Eruption Column Modeling of Explosive Volcanism on Venus

Abstract

Volcanism on Venus has never been directly observed, but several measurements indicate present-day activity. Volcanism could potentially play a role in climatic processes on Venus, especially in the sulfur cycle like on Earth. Observation of volcanic activity is the primary objective of future Venus spacecraft. However, there are many unknowns regarding its Venusian characteristics, like the condition at the vent, the volatile content and composition. Past modeling efforts have only studied explosive volcanic plume propagation over a limited range of flow parameters at the vent and in an idealized Venus atmospheric configuration. We propose to use the 1D FPLUME volcanic plume model in a realistic Venusian environment. In similar Venusian conditions, the height of the plume is consistent with past modeling. The present study shows that explosive volcanism would preferably reach 15 km of altitude. Under certain conditions, plumes are able to reach the VenSpec-H tropospheric altitude range of observations and even the 45 km cloud floor.

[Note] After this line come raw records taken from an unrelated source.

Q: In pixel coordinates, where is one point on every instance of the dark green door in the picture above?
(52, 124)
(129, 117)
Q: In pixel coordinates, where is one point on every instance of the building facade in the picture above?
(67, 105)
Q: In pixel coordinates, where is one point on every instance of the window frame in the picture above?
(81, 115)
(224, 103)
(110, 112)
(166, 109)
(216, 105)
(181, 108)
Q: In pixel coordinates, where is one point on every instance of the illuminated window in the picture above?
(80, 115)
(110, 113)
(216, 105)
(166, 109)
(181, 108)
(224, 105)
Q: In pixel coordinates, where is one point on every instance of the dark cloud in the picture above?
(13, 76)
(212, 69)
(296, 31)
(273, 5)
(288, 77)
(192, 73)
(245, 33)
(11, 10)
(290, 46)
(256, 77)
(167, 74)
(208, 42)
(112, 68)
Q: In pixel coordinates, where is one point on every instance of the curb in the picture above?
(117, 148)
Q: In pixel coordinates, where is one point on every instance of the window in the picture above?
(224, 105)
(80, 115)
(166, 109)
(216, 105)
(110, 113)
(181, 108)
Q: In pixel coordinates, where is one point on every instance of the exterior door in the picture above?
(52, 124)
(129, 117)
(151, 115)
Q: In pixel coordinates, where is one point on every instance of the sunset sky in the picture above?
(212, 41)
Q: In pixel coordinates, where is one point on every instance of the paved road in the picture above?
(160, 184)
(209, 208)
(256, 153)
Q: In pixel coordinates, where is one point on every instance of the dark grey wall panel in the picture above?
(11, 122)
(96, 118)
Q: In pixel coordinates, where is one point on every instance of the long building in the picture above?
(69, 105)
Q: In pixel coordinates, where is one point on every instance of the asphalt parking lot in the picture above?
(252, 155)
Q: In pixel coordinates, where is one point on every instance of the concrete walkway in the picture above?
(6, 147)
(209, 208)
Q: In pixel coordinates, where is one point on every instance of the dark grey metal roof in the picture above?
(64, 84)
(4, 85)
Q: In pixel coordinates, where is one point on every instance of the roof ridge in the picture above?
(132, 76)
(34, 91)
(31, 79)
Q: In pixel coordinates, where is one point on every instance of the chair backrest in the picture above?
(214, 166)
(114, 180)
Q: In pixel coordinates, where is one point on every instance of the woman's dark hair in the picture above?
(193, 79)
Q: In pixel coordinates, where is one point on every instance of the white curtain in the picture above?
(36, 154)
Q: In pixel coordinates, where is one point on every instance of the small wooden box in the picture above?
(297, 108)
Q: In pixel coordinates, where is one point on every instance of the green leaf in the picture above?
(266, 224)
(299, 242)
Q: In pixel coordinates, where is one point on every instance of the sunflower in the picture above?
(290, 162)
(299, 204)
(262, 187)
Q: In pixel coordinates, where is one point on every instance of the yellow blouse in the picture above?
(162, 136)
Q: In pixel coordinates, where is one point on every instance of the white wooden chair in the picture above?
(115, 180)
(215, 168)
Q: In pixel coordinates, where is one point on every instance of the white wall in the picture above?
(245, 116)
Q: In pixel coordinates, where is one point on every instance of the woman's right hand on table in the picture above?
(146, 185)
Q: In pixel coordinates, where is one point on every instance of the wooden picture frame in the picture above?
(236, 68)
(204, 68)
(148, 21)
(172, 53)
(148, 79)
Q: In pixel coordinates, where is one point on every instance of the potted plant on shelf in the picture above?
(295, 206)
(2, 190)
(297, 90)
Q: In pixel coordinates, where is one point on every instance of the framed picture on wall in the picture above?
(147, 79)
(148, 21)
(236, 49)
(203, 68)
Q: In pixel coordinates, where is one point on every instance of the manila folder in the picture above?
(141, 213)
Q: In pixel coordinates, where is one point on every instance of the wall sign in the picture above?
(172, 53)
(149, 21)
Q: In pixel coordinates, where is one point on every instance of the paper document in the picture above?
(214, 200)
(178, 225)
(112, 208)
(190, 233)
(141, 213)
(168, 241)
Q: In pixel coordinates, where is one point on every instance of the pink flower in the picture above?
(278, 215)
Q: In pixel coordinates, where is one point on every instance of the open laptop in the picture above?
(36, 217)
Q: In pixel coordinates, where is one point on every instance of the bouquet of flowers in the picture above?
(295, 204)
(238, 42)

For the first time, the impact of wind was quantified, and the super-rotating winds have a substantial impact by plume-bending of reducing the height of plumes. Contrary to the Earth, the atmospheric heat capacity depends greatly on temperature, and will disadvantage lower plumes and allow larger plumes to propagate at higher altitudes. The high latitude atmospheric environment, due to the thermal profile and weaker winds, is favorable to plumes reaching higher altitudes.